En fin, que tras los títulos de crédito de That Sugar Film hube de salir al pie del escenario, junto a Antonio Mampaso. Comenté que de aquellos barros estos lodos: trayendo a colación un reciente artículo científico sobre el hallazgo de la correspondencia de hace casi medio siglo entre varios científicos prominentes de entonces y la industria azucarera de EE.UU., que muestra que a cambio de lo que hoy serían 43.000 euros se diseñó ad hoc un estudio que minimizó los riesgos de los azúcares para los problemas cardíacos; estudio que tuvo mucho peso para que en las recomendaciones de salud pública posteriores de la administración americana el azúcar no figurase, quedando las grasas en el ojo del huracán. Lo ocurrido de ahí en adelante, es historia.

Y comenté también que “el pulso” entre industria y salud pública sigue presente, quizá hasta más vivo que nunca: hace dos veranos el New York Times descubrió (y publicó) que la web de un instituto científico sin ánimo de lucro que defiende la tesis del balance energético (en toscos trazos, que no influye qué comas, sino cuánto comas y cuánto gastes, porque una caloría es una caloría, algo que el protagonista de nuestro docu podría refutar) estaba registrada a nombre de Coca-Cola (uno de los protagonistas se defendió en un primer momento con el relato naif de que ellos no sabían de webs y simplemente la compañía se ofreció). Se armó un gran lío; la empresa fue acusada de financiar de manera encubierta a científicos que se alineen con sus tesis, como la del balance energético, que deja caer todo el peso de posibles problemas de salud en el consumidor, que no es capaz de moderarse.

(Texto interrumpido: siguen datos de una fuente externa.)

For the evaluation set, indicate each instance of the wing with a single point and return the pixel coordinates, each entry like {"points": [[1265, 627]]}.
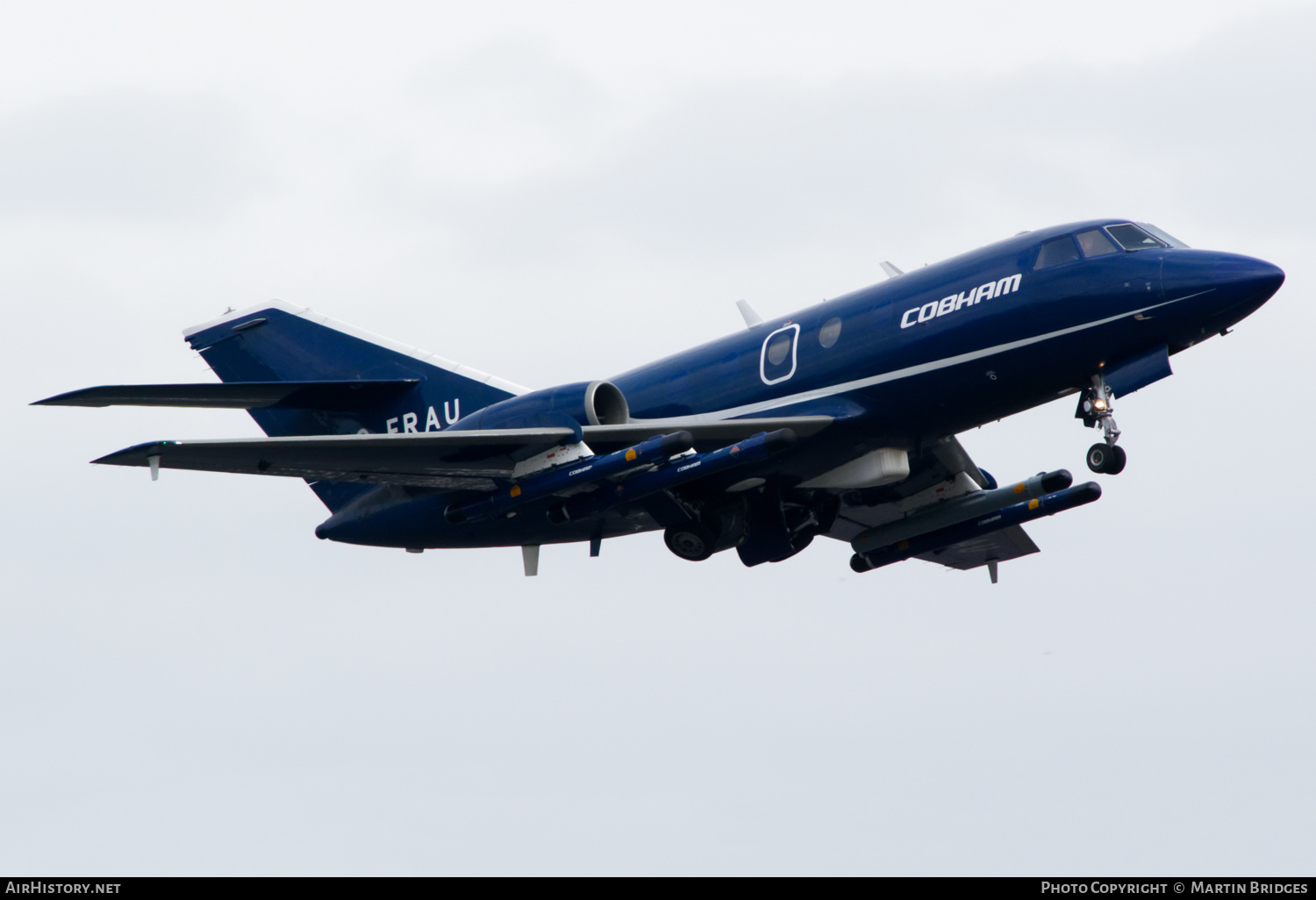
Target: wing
{"points": [[941, 473], [1008, 544], [447, 460], [239, 395]]}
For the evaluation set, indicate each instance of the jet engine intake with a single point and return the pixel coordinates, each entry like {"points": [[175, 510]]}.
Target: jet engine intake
{"points": [[582, 403]]}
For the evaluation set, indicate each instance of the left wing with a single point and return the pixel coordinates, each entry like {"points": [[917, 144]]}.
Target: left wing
{"points": [[449, 460]]}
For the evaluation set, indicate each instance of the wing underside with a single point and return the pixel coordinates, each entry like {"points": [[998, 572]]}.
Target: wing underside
{"points": [[449, 460], [937, 474]]}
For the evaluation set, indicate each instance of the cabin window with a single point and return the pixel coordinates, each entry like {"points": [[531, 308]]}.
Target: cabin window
{"points": [[1095, 244], [776, 358], [831, 332], [1055, 253], [1131, 237]]}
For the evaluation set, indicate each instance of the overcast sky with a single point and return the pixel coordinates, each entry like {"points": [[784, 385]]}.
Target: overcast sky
{"points": [[192, 683]]}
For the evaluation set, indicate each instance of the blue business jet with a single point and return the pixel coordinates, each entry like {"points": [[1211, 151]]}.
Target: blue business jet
{"points": [[836, 420]]}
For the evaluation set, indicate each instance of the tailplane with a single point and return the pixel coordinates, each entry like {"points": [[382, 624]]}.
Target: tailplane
{"points": [[400, 389], [278, 342]]}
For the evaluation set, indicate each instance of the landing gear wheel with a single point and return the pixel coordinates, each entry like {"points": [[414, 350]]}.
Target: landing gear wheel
{"points": [[1105, 458], [1116, 462], [692, 542]]}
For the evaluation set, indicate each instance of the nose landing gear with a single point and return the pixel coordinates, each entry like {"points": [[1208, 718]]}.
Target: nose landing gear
{"points": [[1095, 407]]}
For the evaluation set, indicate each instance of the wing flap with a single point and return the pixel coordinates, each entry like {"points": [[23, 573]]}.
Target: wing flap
{"points": [[239, 395], [1007, 544], [708, 434]]}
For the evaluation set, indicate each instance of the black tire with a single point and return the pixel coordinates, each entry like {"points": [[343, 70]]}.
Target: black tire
{"points": [[1116, 462], [1099, 458], [692, 542]]}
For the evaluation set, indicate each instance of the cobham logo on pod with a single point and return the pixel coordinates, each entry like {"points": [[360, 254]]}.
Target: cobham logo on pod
{"points": [[933, 308]]}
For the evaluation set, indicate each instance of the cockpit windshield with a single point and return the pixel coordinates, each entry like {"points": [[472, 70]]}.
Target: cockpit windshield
{"points": [[1131, 237], [1173, 241]]}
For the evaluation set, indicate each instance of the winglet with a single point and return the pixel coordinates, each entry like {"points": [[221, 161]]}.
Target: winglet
{"points": [[752, 318]]}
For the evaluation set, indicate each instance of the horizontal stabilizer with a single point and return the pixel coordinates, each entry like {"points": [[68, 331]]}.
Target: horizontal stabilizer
{"points": [[447, 460], [239, 395]]}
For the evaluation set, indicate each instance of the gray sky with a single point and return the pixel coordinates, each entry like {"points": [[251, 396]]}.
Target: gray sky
{"points": [[191, 683]]}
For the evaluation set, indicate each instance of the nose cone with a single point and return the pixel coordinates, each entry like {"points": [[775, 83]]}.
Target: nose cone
{"points": [[1219, 282], [1247, 279]]}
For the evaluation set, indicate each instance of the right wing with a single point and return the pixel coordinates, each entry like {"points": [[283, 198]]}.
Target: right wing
{"points": [[937, 474]]}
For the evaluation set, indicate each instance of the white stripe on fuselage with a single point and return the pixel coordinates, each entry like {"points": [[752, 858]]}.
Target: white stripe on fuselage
{"points": [[749, 410]]}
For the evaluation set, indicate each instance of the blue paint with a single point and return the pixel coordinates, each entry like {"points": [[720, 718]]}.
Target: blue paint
{"points": [[926, 354]]}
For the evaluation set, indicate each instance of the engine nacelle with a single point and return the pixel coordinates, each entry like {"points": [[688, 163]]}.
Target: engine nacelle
{"points": [[583, 403]]}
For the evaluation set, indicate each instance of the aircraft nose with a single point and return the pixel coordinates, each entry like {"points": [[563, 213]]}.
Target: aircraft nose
{"points": [[1247, 278]]}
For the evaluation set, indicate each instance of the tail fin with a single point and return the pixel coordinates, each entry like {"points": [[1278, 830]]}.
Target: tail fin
{"points": [[281, 342]]}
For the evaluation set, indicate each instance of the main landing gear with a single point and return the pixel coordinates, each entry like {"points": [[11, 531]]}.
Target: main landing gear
{"points": [[1095, 407]]}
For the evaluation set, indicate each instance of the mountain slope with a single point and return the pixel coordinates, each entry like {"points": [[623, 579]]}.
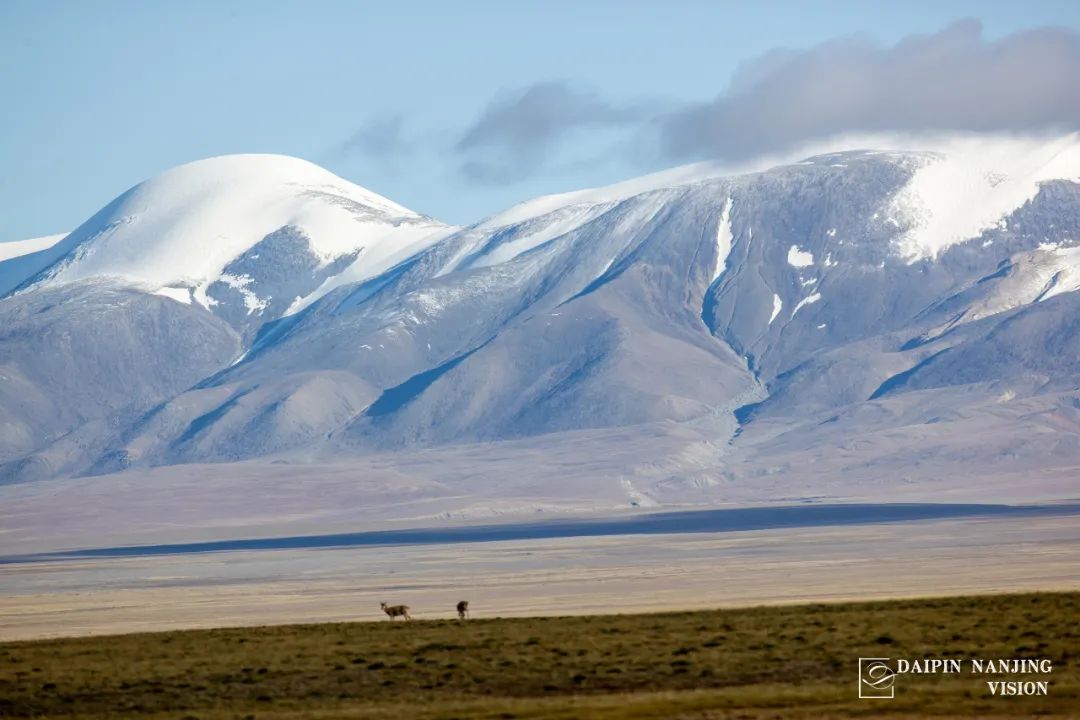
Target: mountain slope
{"points": [[731, 320], [243, 235]]}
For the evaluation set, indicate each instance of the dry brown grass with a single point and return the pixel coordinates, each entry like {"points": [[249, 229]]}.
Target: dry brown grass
{"points": [[781, 662]]}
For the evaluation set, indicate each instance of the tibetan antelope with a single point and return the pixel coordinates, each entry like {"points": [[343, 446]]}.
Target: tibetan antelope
{"points": [[395, 610]]}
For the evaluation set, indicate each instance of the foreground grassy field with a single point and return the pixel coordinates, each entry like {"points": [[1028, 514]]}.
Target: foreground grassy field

Ello culminó con un órdago de transparencia por parte de este gigante de la industria alimentaria, que prometió hacer públicas todas sus “colaboraciones” económicas con sociedades científicas, universidades e instituciones de salud en todo el mundo. Y lo ha hecho. Es elocuente echar un ojo, por ejemplo, a su financiación en nuestro país, lo cual no es malo per se ni habría de ser una mácula para las entidades financiadas, si no fuera porque existe literatura que relata que la mayoría de los resultados de los trabajos científicos con conflictos de interés con la industria alimentaria reman a favor de los intereses de la misma (algo de lo que sabe y mucho Marion Nestle, a quien eché de menos en el documental).

En fin, también conté algo de lo que modestamente hacemos por estos lares, y hasta dio tiempo a hacer en la sala una demostración casera de cuánto podría cambiar el punto de vista de un consumidor si el producto que coge entre sus manos le da una información cuantitativa (números y porcentajes, como nos ocurre ahora), o cualitativa (colores y símbolos); esto último sí que facilita elecciones con base científica, informadas y libres. Y para librar la batalla que nos rodea, ésa sí sería un arma cargada de futuro.